The coroner, Lord Justice, ruled out collusion between the security forces and the UVF but said the Special Branch’s refusal to hand over surveillance footage was “deeply unsatisfactory."

Coagh Ambush, 1991

On 3 June 1991, three IRA men were shot dead by the SAS as they travelled through the village of Coagh in County Tyrone on its way to carry out a terrorist attack.

The SAS unit fired 200 shots and the IRA gang’s car burst into flames killing Peter Ryan, 37, Lawrence McNally, 38, and Tony Doris, 21.

McNally had been acquitted of murdering a former soldier, Harry Livingstone and his brother Henry told the BBC in 2009 he believed the men were executed in cold blood by the SAS.

Ryan’s cousin, Tarlac Connolly, told the BBC in 2009: "We want to hold the person responsible accountable. We don't think it was crazy SAS men or a few rotten apples. We think a decision was taken at a high level to finish them off. We want to take that person (who made that decision) to The Hague for war crimes." 

There has never been an inquest held into the Coagh ambush victims.

Pat Finucane, 1989

In February 1989, Pat Finucane, a Catholic human rights lawyer who often defended IRA men, was shot 14 times by loyalist paramilitaries from the Ulster Defence Association (UDA) in Belfast.

​His family fought a long campaign to prove the security forces colluded with the killers.

But in November last year Northern Ireland Secretary Brandon Lewis said he had decided against a fresh inquiry into the killing.

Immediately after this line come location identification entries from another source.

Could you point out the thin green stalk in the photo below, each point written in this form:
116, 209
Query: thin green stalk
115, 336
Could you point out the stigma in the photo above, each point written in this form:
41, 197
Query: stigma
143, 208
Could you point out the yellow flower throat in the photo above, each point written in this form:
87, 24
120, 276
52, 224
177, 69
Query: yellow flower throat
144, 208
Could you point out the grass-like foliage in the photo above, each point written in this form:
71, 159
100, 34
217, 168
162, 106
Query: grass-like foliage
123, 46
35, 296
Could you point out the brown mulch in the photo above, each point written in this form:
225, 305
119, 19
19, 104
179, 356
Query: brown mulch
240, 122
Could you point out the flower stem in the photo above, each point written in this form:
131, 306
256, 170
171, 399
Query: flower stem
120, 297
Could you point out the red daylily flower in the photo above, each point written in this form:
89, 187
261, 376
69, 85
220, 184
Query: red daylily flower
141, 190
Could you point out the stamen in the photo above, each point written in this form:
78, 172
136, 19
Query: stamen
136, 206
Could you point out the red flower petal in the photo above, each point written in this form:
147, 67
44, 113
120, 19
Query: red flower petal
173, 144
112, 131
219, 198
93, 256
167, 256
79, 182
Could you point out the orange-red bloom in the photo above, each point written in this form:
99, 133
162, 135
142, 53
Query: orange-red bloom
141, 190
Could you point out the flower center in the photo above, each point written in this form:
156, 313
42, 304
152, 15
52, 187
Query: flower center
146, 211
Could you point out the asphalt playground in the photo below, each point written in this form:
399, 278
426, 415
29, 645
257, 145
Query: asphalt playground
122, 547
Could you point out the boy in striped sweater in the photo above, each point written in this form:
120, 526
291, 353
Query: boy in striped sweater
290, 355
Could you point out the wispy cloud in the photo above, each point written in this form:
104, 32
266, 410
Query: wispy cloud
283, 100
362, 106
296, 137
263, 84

Mr Finucane’s widow, Geraldine, said the decision “beggars belief” and was “yet another insult added to a deep and lasting injury."

Mr Finucane’s son, John, was elected as the Sinn Fein MP for Belfast North at the December 2019 general election.

Nora McCabe, 1981

In the summer of 1981 several IRA men, led by Bobby Sands, were on hunger strike inside the notorious Maze prison. They were demanding to be treated as “prisoners of war” rather than common criminals.

After one of them, Joe McDonnell, died on 8 July Catholic mobs came onto the streets of republican parts of Belfast and began rioting.

​Nora McCabe, 33, was standing on the Falls Road when she was struck by a plastic bullet fired by a Royal Ulster Constabulary officer.

She died in hospital without regaining consciousness.

An inquest in 1983 ruled that Mrs McCabe was an “innocent party” and the family were later awarded compensation of £25,000.

The McCabe family were angered when one of the officers involved was promoted to assistant chief constable of the RUC, the police force which was disbanded and replaced by the Police Service of Northern Ireland after the Good Friday Agreement.